Es ist eine Evolution, bisweilen noch keine Revolution, die leise, im Verborgenen und weitestgehend abseits des Mainstreams geschieht. Hyundai und Toyota positionieren sich im Pkw-Bereich (aber vor allem beim Frachtverkehr) als Brennstoffzellen-Vorreiter und haben bereits in zweiter Generation je ein Wasserstoff-Auto im Handel. Was bei Toyota der Mirai, war bei Hyundai der ix35 FCEV und ist jetzt der hier gefahrene Nexo (Wasserstoffverbrauch kombiniert: 0,84 kg/100 km; CO2-Emissionen kombiniert: 0 g/km²). Letzteren hatten wir bereits vor zwei Jahren erstmals zum Test gebeten, seither ist es betont still um den koreanischen Brennstoffzellen-Stromer geworden. Von Januar bis Oktober 2021 wurden lediglich 82 Einheiten verkauft, im gleichen Zeitraum konnte selbst Ferrari mehr SF90 zum Stückpreis von über 400.000 Euro absetzen.
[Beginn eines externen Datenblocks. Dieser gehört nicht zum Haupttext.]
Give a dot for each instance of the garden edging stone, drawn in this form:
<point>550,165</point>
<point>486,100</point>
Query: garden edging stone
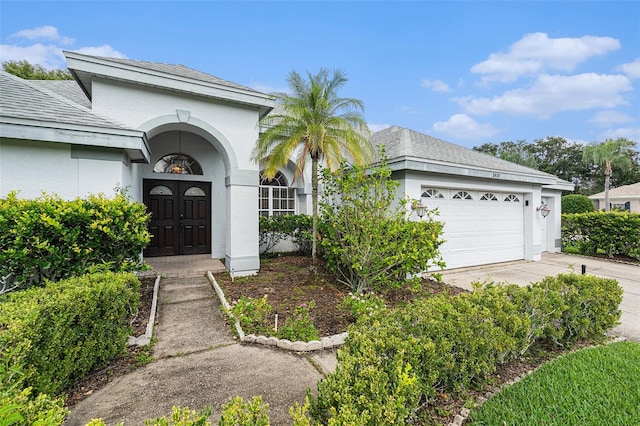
<point>145,339</point>
<point>329,342</point>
Dabei hat Hyundai den Nexo Anfang des Jahres vor allem beim Infotainment-System nochmals nachgebessert. Doch bevor wir zum Innenraum kommen, sollte erst einmal geklärt werden, was das SUV weiterhin so besonders macht. Es ist allen voran die Tatsache, dass der Nexo einer von derzeit nur zwei in Deutschland erhältlichen Wasserstoff-Neuwagen ist. Drei 700 bar Tanks im Unterboden des Fahrzeugs lassen sich mit insgesamt 6,33 Kilogramm gasförmigen Wasserstoff betanken, der in der Praxis dann für rund 450 bis 500 Kilometer Wegstrecke ausreichend ist.
Wie auch beim Toyota Mirai II (Wasserstoffverbrauch kombiniert: 0,89-0,79 kg/100 km; CO2-Emissionen kombiniert: 0 g/km²) sitzt die Brennstoffzelleneinheit unter der vorderen Haube, teilt sich hier aber gleichermaßen den Platz mit dem 163 PS starken Elektromotor. Mit den gebotenen 395 Newtonmeter Drehmoment sprintet das rund zwei Tonnen schwere Gefährt in knapp unter 10 Sekunden aus dem Stand auf Tempo 100 und erreicht eine Höchstgeschwindigkeit von 177 bis 179 km/h - abhängig von der Bereifung.
Wenngleich die serienmäßige 17-Zoll-Bereifung des frontgetriebenen Hyundai Nexo meist gut mit der sofortigen Leistungsabgabe zurechtkommt, ringen die Vorderräder vor allem bei Nässe um Halt. Insgesamt sportlich-komfortabel abgestimmt präsentiert sich das Stahlfahrwerk des Koreaners, der tiefe Schwerpunkt trägt sein Übriges dazu bei, dass Kurvenkombinationen trotz der sehr synthetisch und entkoppelt wirkenden Lenkung gemütserhellend durchfahren werden können.
Betankt wird der Brennstoffzellen-Stromer derweil wie ein herkömmlicher Verbrenner per Zapfsäule, oftmals integriert in eine ganz normale Tankstelle. Die H2 Mobility GmbH ist hierzulande der größte Wasserstoff-Infrastrukturbetreiber, wobei mit Stand Dezember 2021 91 Anlagen in Deutschland betriebsbereit sind. Doch auch wenn sich die Übersichtskarte langsam, aber beständig mit neuen Versorgungspunkten füllt – als flächendeckend kann das Netz, insbesondere in den anderen europäischen Ländern, noch lange nicht bezeichnet werden.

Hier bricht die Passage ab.